İctihad faaliyeti İslam hukuku genel teorisi içinde merkezi bir konuma sahiptir. İctihada ilişkin yaklaşım farklılıkları fıkıh ekollerinin oluşumunda etkin rol oynar. Bir ictihad yöntemi olarak istihsan fıkhi meselelerin çözümünde Hanefîlerin sıkça kullandığı bir şer'î delildir. Bu kapsamda Hanefîler nezdinde takdîrî durum genelde istihsan kapsamında yer alan ve şer'î bir hükmün uygulanması sürecinde başvurulan bir yöntemdir.
Hanefîlerin dışındaki fıkıh ekolleri tarafından genelde "şer'î takdirler" terimiyle ifade edilen takdîrî durum bir teori olarak açıkça ortaya konulamamış fıkıhtaki diğer kavramlar kadar geliştirilememiştir. Takdîrî durumun büyük ölçüde istihsan kapsamında yer alması takdir olgusunda hâkim olan mantığın pek çok fıkıh kuralında ve asıl-bedel bütün-parça sebep-sonuç gibi çeşitli bağıntılarda kullanılması kanaatimizce onun müstakil bir kavram ve yöntem olarak ele alınmasını ötelemiştir. Değişen ve geçmişten çok farklı bir hale dönüşen günümüz dünyasında pek çok nevâzil mesele için takdîrî durum uygulamaları kullanılarak hızlı ve pratik çözümler üretilebilir.

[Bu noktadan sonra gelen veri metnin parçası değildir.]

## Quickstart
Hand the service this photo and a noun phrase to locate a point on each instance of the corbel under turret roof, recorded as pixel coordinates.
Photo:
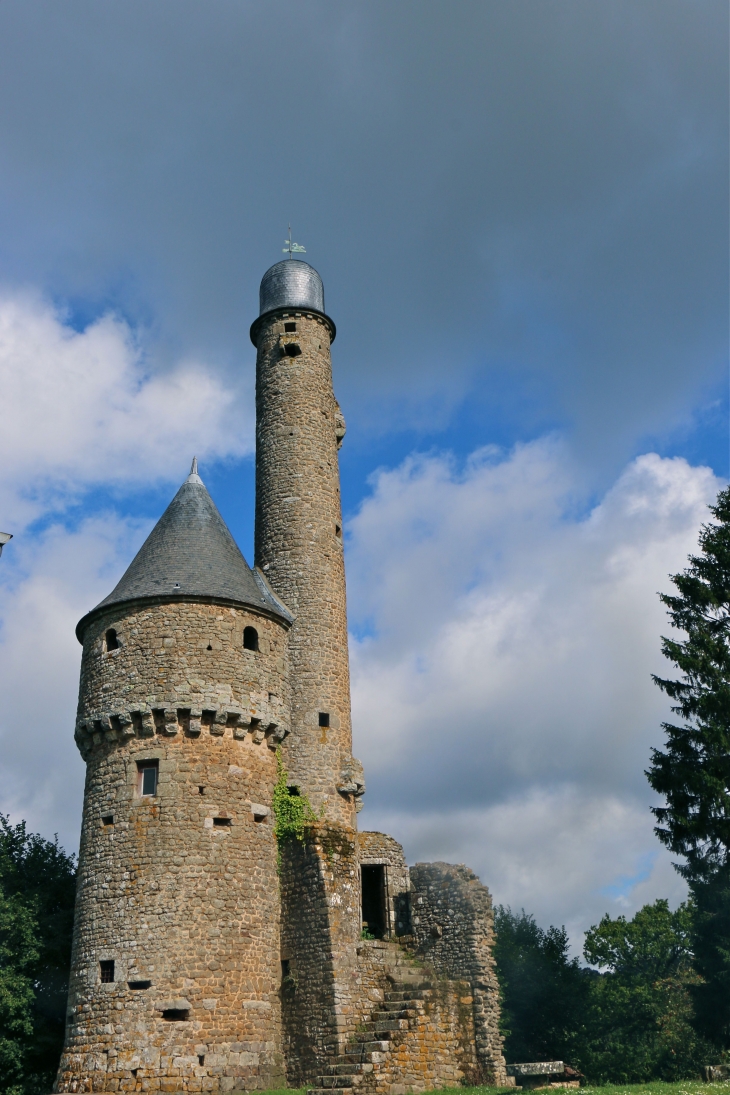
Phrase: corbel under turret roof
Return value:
(190, 555)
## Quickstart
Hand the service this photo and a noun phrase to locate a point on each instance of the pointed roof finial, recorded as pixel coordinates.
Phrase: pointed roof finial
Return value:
(194, 477)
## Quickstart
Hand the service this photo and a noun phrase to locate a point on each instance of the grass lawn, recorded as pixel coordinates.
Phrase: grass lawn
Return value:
(657, 1087)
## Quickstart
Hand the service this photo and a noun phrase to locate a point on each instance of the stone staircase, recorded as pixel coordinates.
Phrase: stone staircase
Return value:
(370, 1062)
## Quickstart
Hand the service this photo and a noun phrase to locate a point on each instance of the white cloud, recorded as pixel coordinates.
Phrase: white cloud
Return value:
(79, 411)
(67, 573)
(502, 699)
(85, 408)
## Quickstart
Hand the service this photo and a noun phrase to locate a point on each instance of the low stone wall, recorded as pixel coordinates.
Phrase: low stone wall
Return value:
(452, 923)
(320, 930)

Bu çalışmada Hanefî bir fakih olan Alâaddîn Kâsânî'nin (ö. 587/1191) Bedâi'u's-sanâi' isimli eseri odağında bir ictihad yöntemi olan takdîrî durum konusu ele alınmaktadır. Bununla birlikte takdîrî durumun mahiyetine ilişkin tespit tanım tasnif ve değerlendirmelerde Bedâi' ile sınırlı kalınmamış genel anlamda Hanefî ekolünü temsil eden fürû fıkıh müdevvenatına da müracaat edilmiştir.